Another option is to look for secured lending opportunities. Secured business credit cards do exist. While they require you to put some cash on the card to ensure you pay it back, they are an excellent way to raise your score and establish yourself as a good credit risk.
Traditional collateral can get you approved, as well. Securing your business loan with a home or the equipment you buy with the loan proceeds gives the bank a chance to get their money back, should you default. It can help bridge the gap between a hard “no” on your credit application and getting a modest loan at higher rates with a decent amount of collateral.
Raising Your Score is Preferred
While many options exist for small businesses with bad credit to get funds, the absolute best outcome for your company (especially in the long-term) is to raise your score and get approved for the most competitive lending offers. How can you bring up a sluggish business credit score? Start with these:
Ask vendors to report to credit
The companies you purchase goods and services from are not required to report your good payments to business credit agencies, such as Dun and Bradstreet. They may, however, especially if you ask. If you have the choice to work between two similar vendors, choose the one that’s willing to help report your creditworthiness to the agencies.
Open at least one small business credit account.
If you’ve never opened an account in your business name, start now. It doesn’t have to have amazing terms, just be available. Use it, pay it off, and keep it open.
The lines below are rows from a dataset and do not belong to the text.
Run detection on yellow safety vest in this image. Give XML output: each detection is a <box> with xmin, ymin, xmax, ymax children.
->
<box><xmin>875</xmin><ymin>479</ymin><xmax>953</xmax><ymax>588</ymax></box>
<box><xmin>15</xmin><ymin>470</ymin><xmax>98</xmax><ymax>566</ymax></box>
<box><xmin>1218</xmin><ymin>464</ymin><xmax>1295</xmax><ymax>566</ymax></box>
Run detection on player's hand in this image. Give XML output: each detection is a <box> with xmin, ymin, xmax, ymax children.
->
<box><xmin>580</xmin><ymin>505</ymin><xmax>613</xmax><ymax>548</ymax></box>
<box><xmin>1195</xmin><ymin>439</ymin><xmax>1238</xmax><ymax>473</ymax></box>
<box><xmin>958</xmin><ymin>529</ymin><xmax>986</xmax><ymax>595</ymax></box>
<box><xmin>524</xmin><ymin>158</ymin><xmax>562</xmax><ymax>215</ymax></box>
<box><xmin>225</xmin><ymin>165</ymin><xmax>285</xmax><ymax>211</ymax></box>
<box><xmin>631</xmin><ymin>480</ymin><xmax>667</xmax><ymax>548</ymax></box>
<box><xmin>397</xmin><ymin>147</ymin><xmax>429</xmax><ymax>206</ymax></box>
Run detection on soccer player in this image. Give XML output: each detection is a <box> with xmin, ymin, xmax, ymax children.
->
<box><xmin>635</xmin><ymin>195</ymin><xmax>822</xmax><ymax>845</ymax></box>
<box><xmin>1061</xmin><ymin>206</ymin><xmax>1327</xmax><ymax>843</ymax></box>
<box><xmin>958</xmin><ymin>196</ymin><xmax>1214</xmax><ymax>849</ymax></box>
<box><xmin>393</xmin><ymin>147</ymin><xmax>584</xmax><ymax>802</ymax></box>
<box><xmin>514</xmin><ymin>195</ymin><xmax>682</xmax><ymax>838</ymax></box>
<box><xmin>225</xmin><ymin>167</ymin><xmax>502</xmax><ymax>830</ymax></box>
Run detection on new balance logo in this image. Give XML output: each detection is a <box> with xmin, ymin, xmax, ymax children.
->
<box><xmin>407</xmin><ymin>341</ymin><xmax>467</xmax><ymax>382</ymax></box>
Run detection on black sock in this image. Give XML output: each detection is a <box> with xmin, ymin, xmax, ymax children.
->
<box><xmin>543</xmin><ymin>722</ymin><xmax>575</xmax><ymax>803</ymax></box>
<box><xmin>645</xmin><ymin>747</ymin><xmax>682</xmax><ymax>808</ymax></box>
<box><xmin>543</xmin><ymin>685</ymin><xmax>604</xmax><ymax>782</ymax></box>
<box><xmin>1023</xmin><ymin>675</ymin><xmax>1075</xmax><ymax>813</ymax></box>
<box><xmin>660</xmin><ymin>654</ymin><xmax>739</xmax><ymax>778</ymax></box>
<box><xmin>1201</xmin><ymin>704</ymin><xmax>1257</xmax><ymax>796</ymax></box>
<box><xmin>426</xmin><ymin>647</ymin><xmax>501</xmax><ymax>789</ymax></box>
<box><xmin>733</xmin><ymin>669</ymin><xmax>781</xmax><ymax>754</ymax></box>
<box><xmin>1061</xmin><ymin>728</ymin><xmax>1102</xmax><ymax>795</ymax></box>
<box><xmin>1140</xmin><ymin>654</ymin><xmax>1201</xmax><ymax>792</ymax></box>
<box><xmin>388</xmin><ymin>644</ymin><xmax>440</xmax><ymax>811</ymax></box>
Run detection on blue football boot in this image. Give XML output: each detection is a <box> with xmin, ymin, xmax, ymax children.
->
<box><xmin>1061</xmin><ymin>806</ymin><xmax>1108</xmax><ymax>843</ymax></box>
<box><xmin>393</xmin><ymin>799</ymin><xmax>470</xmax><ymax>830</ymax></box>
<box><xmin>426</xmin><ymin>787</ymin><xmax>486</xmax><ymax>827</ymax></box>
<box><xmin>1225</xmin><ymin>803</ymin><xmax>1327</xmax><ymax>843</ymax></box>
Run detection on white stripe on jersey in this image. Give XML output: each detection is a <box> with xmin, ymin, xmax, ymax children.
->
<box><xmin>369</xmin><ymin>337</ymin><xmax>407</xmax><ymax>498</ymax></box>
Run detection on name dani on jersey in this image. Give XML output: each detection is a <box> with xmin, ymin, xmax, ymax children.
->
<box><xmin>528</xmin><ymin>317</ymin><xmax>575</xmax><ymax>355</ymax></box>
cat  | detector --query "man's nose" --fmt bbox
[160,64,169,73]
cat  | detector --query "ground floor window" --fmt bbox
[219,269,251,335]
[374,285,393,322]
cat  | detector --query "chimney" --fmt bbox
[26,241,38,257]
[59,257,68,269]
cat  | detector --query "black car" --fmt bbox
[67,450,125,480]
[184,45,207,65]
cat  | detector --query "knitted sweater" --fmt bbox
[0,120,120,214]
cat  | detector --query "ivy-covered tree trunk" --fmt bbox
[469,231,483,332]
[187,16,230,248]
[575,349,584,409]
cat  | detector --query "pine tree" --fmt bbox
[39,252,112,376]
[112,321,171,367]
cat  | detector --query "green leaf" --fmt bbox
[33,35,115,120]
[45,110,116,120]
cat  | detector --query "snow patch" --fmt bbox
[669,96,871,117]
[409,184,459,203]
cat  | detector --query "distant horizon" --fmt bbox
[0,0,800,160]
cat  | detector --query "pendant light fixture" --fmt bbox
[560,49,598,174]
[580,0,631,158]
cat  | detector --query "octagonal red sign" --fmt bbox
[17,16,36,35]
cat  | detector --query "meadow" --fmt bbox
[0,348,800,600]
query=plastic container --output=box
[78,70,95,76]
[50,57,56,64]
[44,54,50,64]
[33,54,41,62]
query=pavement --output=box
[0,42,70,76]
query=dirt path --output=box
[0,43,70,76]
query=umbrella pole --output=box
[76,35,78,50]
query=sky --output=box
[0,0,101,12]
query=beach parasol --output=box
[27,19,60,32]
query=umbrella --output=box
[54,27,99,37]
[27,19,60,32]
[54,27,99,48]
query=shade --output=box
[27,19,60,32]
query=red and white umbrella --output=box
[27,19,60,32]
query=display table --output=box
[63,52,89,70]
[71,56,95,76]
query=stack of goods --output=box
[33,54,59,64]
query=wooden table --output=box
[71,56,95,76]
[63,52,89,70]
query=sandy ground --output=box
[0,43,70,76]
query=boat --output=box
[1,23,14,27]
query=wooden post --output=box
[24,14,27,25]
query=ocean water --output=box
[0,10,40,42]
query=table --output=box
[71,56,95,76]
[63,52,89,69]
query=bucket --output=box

Your score will reflect your good behavior over time.
Keep your credit usage low.
Don’t use more than 20 – 30 percent of your available credit across all cards, and try not to have too much sitting on one card at a time. Balance transfers can be especially harmful to your debt ratio, as they put all of your debt onto one card, putting that card over the healthy ratio.
Check your business credit report often.
Don’t take anything for granted. Always check to see that payments are being reported and that your history is building over time. Review your business credit report to look for discrepancies that can drop your score and follow-up on any reporting errors you find promptly.
Never close accounts.
If you find that a credit card or open line of credit no longer works for you, just stop using it. Closing accounts will drop your score, so do what you can to keep it open. Some cards merely need a call from you once a year to let them know your intent to keep the line open; others require a charge once in a while. Do what you need to keep your credit accounts available, even if they aren’t your favorite. More open, paid-off accounts can help boost that score!
While having a low score is frustrating, many small businesses have no business credit score at all—which can be just as bad. If you haven’t done anything to establish a business credit footprint, don’t delay. Now’s the time to start creating the perfect score to access the best cards and loans available for your growing company.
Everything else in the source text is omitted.